A Foggy Stroll Through Ancient History In Seoul, Korea
On our second day in Seoul, South Korea, we found ourselves with a thick fog hanging over the city. Weather aside, it was time to take a walk and visit a couple of the key historic sites of the city.
The N Seoul Tower stood high above us as we made our way through the Myeong-dong shopping district where endless huge billboards lined the streets.
The one store we were most interested in visiting was the Lotte Department Store. As luck would have it, the store was not yet open, so we would get to see the famous door-opening ceremony firsthand.
This was no simple key-in-hand opening ceremony like the ones that many of us have experienced when standing outside waiting for someone to unlock the doors. Here was grace and formal bowing down to the waiting customers.
In Korean culture, a common way to express politeness, respect and gratitude is to bow down. The ladies of Lotte greeted us as they opened the doors with this true sign of respect.
With the doors opened, it was time for us to buy some fruit and water for our walk through the city.
The scenes and general feeling of the Lotte food court brought back memories of the Eaton’s Department Store in our hometown of Toronto, Canada. The Eaton’s food court was also a legend in its day. That Canadian department store is now long gone, along with its history and memorable food court. So the Lotte food court felt like home to us.
Back outside, it was the Hwangudan Altar complex that we visited next. This site is where the rite of heaven was performed by the Emperor of Korea to demonstrate his absolute sovereignty.
When at the Hwangudan Altar, the spring blossoms were just beginning to open. A hundred years earlier on the day of the winter solstice, the Son of Heaven ritual would have been taking place here, demonstrating the Emperor’s absolute power to the Supreme God.
Sitting quietly, we listened to birdsong and the hypnotic sound of falling water from the waterfalls beside the Hwangudan Altar. We were reminded here, not far from North Korea, that nothing lasts forever, not even an ancient empire.
Having spent time inside the Hwangudan Altar, it was time to explore more of the surrounding city.
From many points in Seoul, Mount Bukak is visible. Here it is the backdrop for the Gwanghwamun south gate of the Gyeongbokgung Palace. When we visited, the mountain was not open to the general public owing to an incident in 1968. At that time, 31 North Korean commandos climbed the mountain and attempted to assassinate then-President Park Chun-hee. Mount Bukak was finally reopened to the public in 2022 and is now a popular place to hike.

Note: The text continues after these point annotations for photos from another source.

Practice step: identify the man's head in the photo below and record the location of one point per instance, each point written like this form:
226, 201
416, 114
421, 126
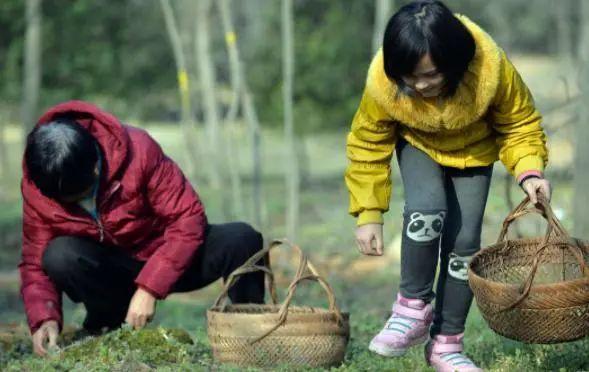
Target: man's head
62, 160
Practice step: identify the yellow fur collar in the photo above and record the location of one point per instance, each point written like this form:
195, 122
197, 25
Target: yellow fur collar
470, 102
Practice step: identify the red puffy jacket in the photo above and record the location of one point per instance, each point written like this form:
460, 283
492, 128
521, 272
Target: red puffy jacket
146, 205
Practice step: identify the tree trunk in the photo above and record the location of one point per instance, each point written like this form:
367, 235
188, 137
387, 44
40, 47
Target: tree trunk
382, 13
187, 120
241, 95
230, 118
209, 99
251, 117
292, 169
581, 165
564, 32
32, 65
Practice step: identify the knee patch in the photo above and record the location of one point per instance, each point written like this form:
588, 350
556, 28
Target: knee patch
424, 227
458, 266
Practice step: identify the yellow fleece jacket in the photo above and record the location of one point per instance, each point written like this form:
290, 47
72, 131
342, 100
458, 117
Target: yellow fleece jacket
490, 117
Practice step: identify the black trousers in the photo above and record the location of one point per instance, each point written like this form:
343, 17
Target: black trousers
103, 277
443, 218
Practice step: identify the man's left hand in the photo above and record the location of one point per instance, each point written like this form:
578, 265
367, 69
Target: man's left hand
141, 309
535, 186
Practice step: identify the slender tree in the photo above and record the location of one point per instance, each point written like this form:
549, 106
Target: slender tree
32, 64
382, 12
563, 11
208, 79
291, 168
187, 121
581, 164
241, 96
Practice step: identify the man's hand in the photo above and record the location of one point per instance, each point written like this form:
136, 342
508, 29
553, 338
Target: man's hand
536, 186
369, 239
48, 331
141, 309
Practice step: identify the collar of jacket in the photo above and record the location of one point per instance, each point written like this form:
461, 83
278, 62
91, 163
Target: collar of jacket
470, 102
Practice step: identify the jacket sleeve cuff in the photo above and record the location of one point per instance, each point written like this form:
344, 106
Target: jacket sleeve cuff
51, 312
370, 216
157, 277
527, 164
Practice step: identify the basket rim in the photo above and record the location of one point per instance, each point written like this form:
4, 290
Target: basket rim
320, 310
536, 287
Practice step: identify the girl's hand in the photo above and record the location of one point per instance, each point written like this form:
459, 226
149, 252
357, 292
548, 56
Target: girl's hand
141, 309
47, 333
536, 186
369, 239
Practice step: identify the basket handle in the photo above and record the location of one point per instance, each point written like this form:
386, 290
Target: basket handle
526, 286
554, 225
299, 277
249, 267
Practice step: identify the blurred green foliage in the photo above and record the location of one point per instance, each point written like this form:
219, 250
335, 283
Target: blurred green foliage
117, 53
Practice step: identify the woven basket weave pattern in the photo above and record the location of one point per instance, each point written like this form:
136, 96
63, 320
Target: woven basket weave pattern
534, 290
275, 334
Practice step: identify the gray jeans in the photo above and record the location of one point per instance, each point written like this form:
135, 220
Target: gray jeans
443, 217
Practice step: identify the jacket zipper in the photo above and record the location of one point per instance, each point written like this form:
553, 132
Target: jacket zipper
112, 191
99, 224
100, 229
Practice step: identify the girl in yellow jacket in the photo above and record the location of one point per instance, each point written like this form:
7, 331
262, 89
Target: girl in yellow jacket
445, 96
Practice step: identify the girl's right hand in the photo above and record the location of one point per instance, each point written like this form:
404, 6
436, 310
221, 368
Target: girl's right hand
47, 333
369, 239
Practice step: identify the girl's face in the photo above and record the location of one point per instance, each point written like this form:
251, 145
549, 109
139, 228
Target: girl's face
425, 79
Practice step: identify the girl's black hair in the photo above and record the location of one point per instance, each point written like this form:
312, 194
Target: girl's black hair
422, 27
61, 157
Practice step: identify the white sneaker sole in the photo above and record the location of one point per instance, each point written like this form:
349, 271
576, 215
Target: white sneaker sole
386, 351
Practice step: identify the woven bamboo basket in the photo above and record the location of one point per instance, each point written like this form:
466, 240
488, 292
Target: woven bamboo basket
534, 290
277, 334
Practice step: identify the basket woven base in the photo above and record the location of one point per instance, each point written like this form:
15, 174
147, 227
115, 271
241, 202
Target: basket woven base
310, 337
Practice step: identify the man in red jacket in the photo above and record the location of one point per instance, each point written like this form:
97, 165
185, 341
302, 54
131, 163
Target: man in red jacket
111, 221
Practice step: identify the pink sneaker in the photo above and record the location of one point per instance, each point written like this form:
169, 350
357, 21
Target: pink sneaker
408, 326
444, 354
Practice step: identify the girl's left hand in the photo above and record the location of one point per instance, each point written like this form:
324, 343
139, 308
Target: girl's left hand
141, 309
536, 186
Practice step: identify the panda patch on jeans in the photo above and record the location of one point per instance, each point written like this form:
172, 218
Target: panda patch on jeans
425, 227
458, 266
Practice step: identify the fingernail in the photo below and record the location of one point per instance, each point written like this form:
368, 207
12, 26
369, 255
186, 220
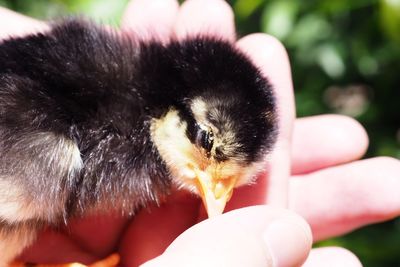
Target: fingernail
288, 242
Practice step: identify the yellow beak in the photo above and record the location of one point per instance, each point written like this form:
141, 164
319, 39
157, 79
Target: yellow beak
215, 193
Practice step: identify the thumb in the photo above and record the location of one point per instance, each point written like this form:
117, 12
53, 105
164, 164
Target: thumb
253, 236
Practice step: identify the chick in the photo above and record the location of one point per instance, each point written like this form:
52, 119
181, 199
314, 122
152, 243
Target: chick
92, 120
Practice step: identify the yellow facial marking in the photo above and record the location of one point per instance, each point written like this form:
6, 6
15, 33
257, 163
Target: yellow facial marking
191, 167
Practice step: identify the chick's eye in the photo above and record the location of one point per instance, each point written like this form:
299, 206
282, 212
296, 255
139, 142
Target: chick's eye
205, 139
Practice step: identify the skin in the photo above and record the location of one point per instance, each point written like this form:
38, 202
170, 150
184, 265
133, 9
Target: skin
315, 167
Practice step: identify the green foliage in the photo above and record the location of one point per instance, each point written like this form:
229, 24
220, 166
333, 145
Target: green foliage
345, 57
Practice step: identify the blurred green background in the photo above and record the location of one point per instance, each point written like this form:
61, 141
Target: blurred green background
345, 57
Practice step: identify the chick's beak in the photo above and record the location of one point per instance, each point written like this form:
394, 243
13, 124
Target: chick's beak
215, 193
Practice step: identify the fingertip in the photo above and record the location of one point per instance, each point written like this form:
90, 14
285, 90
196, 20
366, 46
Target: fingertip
316, 139
335, 256
253, 236
206, 17
284, 253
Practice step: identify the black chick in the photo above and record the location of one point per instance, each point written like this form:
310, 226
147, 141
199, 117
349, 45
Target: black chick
94, 120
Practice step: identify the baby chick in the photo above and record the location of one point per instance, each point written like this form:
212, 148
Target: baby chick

Seoul spread out far below us when viewed from high atop Namsam Mountain.
Next up on our tour of Seoul was a stop at Gwanghwamun Square to see the statue of King Sejong the Great. Sejong is considered great because he brought about the highest cultural achievements that Korea has ever known. Even today, 1600 years after his death, the phonetic writing system he created is still used to write the Korean language. Many claim to be “Great”, but few including the ones in our own time ever deliver.
“If the people prosper, how can the king not prosper with them? And if the people do not prosper, how may the king prosper without them?” this is a quote from King Sejong the Great, a quote that is fitting for all times and places.
Deoksugung Palace is one of the five Joseon Royal palaces in the heart of Seoul, Korea. This palace was first built in 1592 and was also home to the last emperor of Korea, Gojong. Like so many people living in Seoul, we found this place a quiet location for a walk in the very busy city.
This building, which is part of the Deoksugung Palace, is called Jeoggwangheon and is an outdoor gazebo that was used by Emperor Gojong as his banquet hall. Here, he entertained his guests during the warm months of the year.
On the day we visited Seoul, the weather was far from warm, but the spring blossoms were putting on a good show in the park.
It was fascinating walking among these walls with such interesting rooftops and doors that open onto the Deoksugung Palace grounds. What stories could these walls tell us, and who had passed through these doors?
Seoul proved a rewarding place to spend part of the day. Over the next few days, we would further explore the city, the country and the DMZ.